Durango Doll VII was waiting for me in Albany. This one put me totally over the top. I almost bought this particular rig. It's sitting in a car lot in front of a Chinese restaurant Katie likes. Grandma's having trouble getting into ( actually, out of ) the small cars we have. There's little room in the S-10 pickup. We test drove this Dodge. I loved it but I suffered from anal glaucoma. I just couldn't see my ass in an SUV!

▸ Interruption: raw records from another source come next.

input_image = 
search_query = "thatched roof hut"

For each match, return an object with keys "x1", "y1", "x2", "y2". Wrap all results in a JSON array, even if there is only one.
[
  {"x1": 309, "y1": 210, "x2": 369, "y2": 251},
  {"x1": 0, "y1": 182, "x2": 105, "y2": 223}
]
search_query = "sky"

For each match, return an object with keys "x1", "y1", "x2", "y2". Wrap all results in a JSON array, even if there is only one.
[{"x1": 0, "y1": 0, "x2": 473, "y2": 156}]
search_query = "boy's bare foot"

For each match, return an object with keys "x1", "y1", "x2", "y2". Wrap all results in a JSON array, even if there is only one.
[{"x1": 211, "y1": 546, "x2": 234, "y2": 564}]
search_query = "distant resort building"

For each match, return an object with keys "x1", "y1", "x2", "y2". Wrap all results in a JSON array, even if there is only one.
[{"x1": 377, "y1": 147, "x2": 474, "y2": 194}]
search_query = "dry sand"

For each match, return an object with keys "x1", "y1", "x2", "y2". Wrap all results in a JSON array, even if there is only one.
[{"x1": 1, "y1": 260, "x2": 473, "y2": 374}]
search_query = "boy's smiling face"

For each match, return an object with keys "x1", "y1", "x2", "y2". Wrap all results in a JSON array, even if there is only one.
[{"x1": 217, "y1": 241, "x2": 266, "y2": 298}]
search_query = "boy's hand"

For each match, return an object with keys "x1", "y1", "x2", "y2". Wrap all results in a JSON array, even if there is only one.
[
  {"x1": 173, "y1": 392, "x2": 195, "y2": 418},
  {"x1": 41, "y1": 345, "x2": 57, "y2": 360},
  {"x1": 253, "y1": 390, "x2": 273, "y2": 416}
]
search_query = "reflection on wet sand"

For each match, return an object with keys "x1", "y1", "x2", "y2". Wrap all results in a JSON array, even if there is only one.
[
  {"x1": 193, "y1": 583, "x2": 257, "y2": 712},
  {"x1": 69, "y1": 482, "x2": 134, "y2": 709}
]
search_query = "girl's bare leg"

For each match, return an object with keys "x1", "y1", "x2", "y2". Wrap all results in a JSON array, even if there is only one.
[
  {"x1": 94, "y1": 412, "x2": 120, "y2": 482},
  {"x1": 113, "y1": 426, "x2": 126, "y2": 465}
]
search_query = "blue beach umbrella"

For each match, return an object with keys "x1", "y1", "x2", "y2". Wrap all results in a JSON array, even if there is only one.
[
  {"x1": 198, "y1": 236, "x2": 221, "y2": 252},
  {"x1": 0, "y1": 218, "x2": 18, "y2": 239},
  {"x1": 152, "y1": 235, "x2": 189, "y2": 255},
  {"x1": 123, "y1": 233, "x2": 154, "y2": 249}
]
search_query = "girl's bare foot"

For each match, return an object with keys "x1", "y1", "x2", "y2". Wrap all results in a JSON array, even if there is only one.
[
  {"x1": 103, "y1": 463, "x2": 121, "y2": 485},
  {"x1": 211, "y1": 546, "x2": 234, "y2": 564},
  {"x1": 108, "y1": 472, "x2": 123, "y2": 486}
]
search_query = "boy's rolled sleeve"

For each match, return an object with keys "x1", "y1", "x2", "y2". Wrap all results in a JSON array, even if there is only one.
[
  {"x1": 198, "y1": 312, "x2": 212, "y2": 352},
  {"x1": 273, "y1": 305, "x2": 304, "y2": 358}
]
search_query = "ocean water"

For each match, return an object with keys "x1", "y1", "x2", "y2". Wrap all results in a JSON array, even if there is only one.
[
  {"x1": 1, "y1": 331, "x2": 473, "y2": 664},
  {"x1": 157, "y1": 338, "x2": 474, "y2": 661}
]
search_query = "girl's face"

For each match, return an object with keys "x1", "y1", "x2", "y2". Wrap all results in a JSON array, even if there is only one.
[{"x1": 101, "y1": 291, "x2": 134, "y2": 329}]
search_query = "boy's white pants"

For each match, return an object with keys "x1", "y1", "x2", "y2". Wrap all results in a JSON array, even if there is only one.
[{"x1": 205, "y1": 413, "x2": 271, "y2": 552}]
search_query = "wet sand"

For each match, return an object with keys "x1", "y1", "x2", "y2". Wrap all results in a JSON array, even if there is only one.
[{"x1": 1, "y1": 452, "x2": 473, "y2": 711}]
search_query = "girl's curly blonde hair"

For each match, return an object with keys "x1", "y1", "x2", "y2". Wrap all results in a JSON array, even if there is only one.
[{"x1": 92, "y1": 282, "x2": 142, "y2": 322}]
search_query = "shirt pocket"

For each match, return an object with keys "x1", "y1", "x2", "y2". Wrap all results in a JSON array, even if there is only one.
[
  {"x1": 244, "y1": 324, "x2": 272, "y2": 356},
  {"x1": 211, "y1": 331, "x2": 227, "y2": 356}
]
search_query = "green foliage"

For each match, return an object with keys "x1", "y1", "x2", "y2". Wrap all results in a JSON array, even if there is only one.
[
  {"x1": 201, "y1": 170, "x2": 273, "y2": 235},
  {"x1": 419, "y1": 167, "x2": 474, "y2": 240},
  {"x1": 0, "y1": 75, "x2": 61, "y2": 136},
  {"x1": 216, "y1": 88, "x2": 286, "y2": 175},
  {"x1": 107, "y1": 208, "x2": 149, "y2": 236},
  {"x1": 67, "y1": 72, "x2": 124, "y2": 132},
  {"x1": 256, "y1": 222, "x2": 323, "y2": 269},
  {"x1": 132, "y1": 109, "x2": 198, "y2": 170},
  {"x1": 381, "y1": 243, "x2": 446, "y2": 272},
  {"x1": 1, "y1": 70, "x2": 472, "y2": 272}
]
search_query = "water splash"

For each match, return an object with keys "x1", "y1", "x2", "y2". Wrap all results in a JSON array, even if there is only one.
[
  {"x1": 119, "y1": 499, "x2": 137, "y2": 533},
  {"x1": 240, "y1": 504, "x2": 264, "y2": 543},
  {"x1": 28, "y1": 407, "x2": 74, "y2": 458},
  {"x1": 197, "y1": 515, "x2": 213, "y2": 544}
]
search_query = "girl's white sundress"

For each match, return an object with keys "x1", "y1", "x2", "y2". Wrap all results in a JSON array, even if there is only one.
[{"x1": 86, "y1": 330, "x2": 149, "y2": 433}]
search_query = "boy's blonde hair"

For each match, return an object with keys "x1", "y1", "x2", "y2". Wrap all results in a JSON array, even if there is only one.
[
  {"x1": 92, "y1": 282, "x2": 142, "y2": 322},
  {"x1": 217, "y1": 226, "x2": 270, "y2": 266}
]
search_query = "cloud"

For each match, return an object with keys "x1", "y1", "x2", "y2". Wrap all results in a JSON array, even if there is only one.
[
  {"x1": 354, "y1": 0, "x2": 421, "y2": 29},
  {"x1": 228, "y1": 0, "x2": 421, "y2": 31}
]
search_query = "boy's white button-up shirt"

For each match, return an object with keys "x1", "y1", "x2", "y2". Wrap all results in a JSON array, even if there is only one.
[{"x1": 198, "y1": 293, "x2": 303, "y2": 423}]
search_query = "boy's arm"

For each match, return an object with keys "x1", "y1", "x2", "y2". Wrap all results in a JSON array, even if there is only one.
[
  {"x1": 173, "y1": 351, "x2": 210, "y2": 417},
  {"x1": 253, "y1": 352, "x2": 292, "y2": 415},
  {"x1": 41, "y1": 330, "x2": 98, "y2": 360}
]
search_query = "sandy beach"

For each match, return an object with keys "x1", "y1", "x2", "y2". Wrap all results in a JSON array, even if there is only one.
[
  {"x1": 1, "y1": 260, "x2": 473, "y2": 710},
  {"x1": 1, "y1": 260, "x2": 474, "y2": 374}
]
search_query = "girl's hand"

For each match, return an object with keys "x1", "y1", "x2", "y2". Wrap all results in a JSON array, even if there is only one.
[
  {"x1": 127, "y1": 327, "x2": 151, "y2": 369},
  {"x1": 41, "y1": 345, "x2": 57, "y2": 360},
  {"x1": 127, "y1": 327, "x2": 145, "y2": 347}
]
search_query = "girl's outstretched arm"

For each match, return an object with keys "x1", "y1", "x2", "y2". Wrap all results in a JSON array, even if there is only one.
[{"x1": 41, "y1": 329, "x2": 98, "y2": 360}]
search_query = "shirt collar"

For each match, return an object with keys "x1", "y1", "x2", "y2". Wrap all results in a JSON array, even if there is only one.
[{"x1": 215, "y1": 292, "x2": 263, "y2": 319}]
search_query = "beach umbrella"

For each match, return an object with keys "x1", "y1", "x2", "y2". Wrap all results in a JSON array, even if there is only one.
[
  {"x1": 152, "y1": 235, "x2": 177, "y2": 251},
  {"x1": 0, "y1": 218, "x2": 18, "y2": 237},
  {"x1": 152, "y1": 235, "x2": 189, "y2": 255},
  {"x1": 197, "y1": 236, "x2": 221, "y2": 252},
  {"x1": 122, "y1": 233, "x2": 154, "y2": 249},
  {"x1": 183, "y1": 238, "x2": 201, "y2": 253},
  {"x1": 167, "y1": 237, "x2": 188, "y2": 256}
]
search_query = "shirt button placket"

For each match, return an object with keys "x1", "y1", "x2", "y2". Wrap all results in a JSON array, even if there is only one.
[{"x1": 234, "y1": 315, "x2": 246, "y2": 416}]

Here it is, ready to pull into traffic. I know you're going to think I'm lying, here. It's too unbelievable, even for me. I'm going to have to try to get a copy of the accident report. Yes, I said accident report. Not me, of course. I'd taken a little detour East to Coastal Farm Supply and was heading back towards home. As soon as I spotted this blond driver ( with a man in the front seat ) on the cell phone, and looking to get into traffic, I moved waaaaay over to the left. I'm not normally what you'd call a "jolly" person, but I'm practically having convulsions from laughter. The dealer stickers are still in the passenger side rear window. I'm a block past her, waiting for the light by Airport Road, when I hear squalling tires followed by a loud crashing sound.

She has pulled out in front of a Honda Odyssey van! She's almost across from the State Police office and the fire station is around the corner on Spicer Road. Just keep riding, Dan, and don't look back. Go home and see if you return to reality when you dismount the bike.

Durango Day's proven to be fairly harmless to me. It's also turned out to be entertaining in one of those " I just can't believe this is happening to me" kind of ways. Or, "they'll never believe this at home"! Were they sent to get me? Was this some kind of plot by the Pagans of Perversity that failed? Were they just toying with me? Was it a plot at all? Maybe these vehicles have been here all along. Did a couple of close calls "sensitize" me to look for the others? I don't know.

What I do know is that I'm heading South tomorrow. I can't wait to see what's in store!

Miles and smiles,


Dan

2 comments:

Bill Sommers said...

"Pagans of Perversity" followed by the "Grim Rummy?" You are rollin' brother.

The wandering cop on the cell phone reminded me of a City of Port Townsend officer I saw in my fair city last week yakking on his phone while sitting at a light with his ball cap on backwards, looking like a little gangsta boy. I wondered if he had the oversized baggy pants with his boxers showing over his pistola belt.

Now...did the crash do anything at all to satisfy your warrior soul?

Have fun,
Bill

Anonymous said...

Ya know, Dan... telecommuters don't get Durango'd. One more reason to consider it.

Maybe the string of Durangos was one diety playing jokes on you, and the crash of the last one (DDVII) was mama diety saying "knock it off, already, Junior!"